Google has one of the most competitive AI portfolios in the industry. But it faces fierce competition from Amazon Web Services, Microsoft and IBM in many of these domains. So where does it really set itself apart? The event highlighted five crucial areas where Google Cloud differentiates itself against these players.
- Cloud AutoML. Arguably Google’s most important AI product set, Google's suite of machine learning products automates and customizes the machine learning process for developers. The company stated in July that its beta program, launched in January, had more than 18,000 customers signed up. This number is over 30,000 today.
- Tensor processing units. Google's unique custom chips used to accelerate neural network computation behind the scenes of its services are becoming popular with enterprises seeking higher speed and accuracy in training machine learning models. Google also broadened its offering to edge devices this year, using TensorFlow Lite to unlock more opportunities in the Internet of things. At the event, it said that LG is using its tensor processing units in cameras in assembly lines to detect manufacturing anomalies more quickly and accurately.
- Hybrid cloud and Kubernetes. Its open-source Kubeflow products, launched just this year, are early stakes in the ground in hybrid cloud and distributed machine learning on Kubernetes containers, a hugely popular and flexible platform for enterprises that Google pioneered.
- Kaggle. With more than 2 million members and 12,000 data sets available on the platform, Kaggle is the largest credentialed network for data scientists in the world. The community is a great asset to inform strategy and we believe a fertile ground to integrate Google Cloud's AI products including tensor processing units, Kubeflow and BigQuery in the future.
- Research. Google Cloud has massive research assets at its disposal from parent Alphabet, including Google Brain and DeepMind, but it has been quiet on how it exploits research for enterprises. Nonetheless, it's doing more than meets the eye here. We expect applied AI from research to become a big advantage for Google Cloud over the next few years.

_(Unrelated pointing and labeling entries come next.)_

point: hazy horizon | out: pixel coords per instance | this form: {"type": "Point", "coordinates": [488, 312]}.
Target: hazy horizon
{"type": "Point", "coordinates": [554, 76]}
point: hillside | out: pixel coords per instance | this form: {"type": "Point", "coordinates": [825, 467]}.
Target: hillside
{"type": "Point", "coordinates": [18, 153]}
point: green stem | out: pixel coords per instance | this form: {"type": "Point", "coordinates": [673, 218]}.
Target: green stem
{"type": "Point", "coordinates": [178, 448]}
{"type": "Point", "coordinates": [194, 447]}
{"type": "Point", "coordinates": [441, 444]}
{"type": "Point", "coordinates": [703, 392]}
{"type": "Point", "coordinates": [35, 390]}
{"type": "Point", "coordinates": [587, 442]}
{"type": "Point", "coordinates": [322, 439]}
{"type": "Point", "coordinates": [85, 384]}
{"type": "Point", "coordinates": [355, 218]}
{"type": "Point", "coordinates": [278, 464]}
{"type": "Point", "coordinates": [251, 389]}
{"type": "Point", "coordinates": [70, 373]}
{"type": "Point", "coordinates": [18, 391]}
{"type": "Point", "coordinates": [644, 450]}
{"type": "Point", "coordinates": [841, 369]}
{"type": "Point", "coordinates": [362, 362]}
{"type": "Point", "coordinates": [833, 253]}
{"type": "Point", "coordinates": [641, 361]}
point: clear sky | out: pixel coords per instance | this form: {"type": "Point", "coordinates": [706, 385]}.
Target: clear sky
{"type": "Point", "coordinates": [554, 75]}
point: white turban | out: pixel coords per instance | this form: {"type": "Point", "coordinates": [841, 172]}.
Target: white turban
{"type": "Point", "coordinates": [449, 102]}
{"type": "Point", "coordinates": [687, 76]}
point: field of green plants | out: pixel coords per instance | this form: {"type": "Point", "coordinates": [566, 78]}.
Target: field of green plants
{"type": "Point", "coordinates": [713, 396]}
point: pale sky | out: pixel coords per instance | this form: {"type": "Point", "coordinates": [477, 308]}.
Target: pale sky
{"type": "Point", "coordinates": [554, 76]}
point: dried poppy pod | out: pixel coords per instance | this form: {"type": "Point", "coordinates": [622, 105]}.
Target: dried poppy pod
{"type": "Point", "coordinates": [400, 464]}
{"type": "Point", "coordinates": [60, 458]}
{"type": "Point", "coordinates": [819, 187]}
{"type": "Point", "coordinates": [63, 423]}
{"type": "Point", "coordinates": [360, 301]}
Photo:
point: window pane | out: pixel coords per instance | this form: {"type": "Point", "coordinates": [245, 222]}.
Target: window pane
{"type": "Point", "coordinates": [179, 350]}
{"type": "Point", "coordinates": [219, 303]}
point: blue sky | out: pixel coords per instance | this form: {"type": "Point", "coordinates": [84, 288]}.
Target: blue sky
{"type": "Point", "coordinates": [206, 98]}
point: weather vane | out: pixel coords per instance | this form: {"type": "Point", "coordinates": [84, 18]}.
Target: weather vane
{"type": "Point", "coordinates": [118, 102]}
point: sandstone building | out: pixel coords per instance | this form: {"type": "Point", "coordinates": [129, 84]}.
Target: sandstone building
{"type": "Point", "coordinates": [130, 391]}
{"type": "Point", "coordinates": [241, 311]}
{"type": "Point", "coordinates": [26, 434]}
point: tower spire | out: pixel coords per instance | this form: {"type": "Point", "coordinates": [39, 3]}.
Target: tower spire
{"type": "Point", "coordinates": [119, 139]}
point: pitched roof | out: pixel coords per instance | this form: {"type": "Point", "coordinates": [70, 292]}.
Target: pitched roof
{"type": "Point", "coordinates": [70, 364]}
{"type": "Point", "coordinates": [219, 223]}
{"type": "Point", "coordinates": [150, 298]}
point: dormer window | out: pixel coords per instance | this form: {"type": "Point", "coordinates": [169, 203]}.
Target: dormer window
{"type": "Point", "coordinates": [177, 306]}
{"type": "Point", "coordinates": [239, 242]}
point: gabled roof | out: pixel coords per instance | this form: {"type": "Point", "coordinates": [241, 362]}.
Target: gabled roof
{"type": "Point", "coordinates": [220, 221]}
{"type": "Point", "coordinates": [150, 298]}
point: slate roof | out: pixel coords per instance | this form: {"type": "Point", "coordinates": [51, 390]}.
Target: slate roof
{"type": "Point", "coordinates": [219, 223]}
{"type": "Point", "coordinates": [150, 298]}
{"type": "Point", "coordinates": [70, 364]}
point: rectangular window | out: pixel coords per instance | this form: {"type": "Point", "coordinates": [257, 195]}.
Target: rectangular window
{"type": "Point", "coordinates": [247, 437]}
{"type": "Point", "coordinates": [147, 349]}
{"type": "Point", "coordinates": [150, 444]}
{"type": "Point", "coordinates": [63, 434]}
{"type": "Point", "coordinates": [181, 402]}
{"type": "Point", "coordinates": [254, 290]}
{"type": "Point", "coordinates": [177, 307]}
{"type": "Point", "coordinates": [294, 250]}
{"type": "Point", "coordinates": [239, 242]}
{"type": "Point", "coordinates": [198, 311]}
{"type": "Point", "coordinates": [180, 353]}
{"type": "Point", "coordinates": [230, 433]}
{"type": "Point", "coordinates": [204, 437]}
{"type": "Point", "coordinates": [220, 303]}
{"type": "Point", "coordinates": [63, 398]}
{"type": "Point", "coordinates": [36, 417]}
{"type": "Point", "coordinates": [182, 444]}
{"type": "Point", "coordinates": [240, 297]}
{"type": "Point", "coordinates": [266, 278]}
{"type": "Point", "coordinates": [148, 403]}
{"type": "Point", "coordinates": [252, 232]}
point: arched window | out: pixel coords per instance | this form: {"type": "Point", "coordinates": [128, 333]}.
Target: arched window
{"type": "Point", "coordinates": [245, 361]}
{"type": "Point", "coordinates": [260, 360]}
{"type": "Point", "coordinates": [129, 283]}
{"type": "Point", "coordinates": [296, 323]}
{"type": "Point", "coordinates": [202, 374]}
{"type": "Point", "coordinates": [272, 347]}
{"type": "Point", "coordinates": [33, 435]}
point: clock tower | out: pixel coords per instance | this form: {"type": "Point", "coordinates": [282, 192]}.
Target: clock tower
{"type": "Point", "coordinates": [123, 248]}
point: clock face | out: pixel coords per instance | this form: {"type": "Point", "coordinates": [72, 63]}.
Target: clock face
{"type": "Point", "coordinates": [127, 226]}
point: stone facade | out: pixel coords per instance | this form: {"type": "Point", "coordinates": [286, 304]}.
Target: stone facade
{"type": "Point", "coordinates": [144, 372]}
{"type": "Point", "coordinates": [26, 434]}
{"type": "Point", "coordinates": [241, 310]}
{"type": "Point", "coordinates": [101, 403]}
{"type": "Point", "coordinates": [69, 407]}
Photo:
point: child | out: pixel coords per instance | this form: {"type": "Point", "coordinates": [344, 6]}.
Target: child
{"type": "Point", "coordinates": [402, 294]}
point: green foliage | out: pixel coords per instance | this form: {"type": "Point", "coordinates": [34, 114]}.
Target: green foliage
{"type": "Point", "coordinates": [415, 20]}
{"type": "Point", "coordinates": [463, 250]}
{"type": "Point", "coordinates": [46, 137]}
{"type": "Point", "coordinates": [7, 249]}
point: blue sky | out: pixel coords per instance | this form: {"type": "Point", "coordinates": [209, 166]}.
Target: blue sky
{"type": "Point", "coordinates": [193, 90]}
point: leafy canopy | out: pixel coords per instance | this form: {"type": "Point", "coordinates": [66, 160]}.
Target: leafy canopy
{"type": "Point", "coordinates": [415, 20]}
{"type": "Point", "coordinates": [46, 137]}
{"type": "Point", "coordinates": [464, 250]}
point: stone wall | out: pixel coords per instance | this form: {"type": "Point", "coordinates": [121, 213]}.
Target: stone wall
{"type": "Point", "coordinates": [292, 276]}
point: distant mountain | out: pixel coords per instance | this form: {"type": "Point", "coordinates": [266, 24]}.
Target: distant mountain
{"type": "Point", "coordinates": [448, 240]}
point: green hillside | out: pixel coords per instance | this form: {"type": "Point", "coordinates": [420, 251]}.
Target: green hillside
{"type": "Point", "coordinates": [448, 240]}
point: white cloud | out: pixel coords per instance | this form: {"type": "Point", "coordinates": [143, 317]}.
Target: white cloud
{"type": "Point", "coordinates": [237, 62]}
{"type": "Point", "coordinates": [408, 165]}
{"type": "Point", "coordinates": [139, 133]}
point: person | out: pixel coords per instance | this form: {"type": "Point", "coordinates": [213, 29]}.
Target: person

Trusted AI and Governance: The Next Priorities
Despite these strengths, Google Cloud must put more effort into improving trust in the technology and its tools, as well as the governance of AI. The company ended the keynote presentation at the event with arguably its most comprehensive discussion about responsible AI to date. It outlined its principles in this area and shared perspectives on important topics such as ethics, AI for social good, bias detection and algorithmic transparency.
Although these are positive first step, it must continue to build trust in AI, currently a major barrier to adoption in organizations, by also focussing on its governance. This not only means educating customers, but also bringing some of its internal tools to its platforms to help improve the governance of AI for customers in areas such as explainable AI models, bias detection, model health, access control and management, auditability and, above all, security and privacy.
According to results from our forthcoming survey of IT decision-makers, the ability of AI systems to ensure data security and privacy is now the most important consideration for investment in machine learning, cited by 41 percent of decision-makers, representing a big jump over 2017.
AI has become Google’s most important and successful weapon in its attempts to shake off its underdog status in the cloud wars. The event both talked and walked it’s solid progress over the past year and, although we expect it to make further improvements to its portfolio, Google must now expand the strategy in these key areas. Trusted AI and governance will be crucial domains as the AI competition heats up in 2019.